Papa John's reached a settlement agreement with its founder John Schnatter, signaling an end to the acrimonious public battle between the pizza chain and its former chairman.
The company said it would cooperate with Schnatter to identify a mutually acceptable independent director, who would not be affiliated with activist hedge fund Starboard Value or Schnatter, according to a Tuesday regulatory filing.
Early last month, Papa John's accepted a $200 million investment from Starboard in return for a nearly 10 percent stake, while also naming the hedge fund's Chief Executive Jeffrey Smith as its chairman. Smith is credited with turning around Olive Garden's parent company Darden Restaurants.
The embattled pizza chain rejected a similar competing offer from Schnatter, who said in an SEC filing at the time that he was evaluating legal remedies.
"I'm happy that we were able to enter into this agreement and allow the new leadership being implemented by Jeff Smith and Starboard to help Papa John's regain its strength and market position," Schnatter said in a statement to CNBC.

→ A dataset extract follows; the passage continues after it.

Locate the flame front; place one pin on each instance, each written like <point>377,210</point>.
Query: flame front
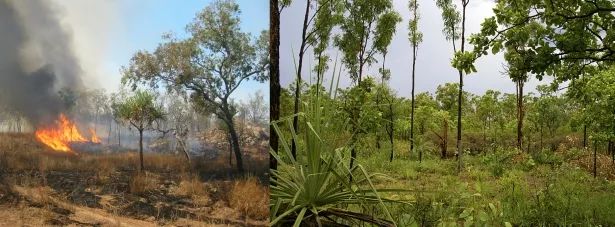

Schnatter, who holds a roughly 31 percent stake in the company, would resign from the board if the independent director is appointed before the 2019 annual stockholder meeting, slated for April, Papa John's said. Otherwise, his term would expire at the meeting, and the terms of the settlement require that he withdraw his nomination for re-election.
For his part, Schnatter has agreed to dismiss two lawsuits that he filed against the company he founded in a bid to regain control after his ouster last summer. He resigned as chairman in July after reports he had used a racial slur on a media training conference call.
In December of 2017, he stepped down as CEO following criticism for comments he made on the quarterly conference call with analysts about the NFL's leadership. At that time, Papa John's was the official sponsor of the football league.
The public relations crises led to a sharp decline in North America sales for the company, which saw same-store sales in the region plunge 7.3 percent in 2018.
Papa John's, which is forecasting lagging sales in the first half of 2019, blamed the negative publicity for its weak performance. Last year, it spent $5.8 million on reimaging costs, which included removing Schnatter's image from its marketing materials and pizza boxes.
— Reuters contributed to this reporting.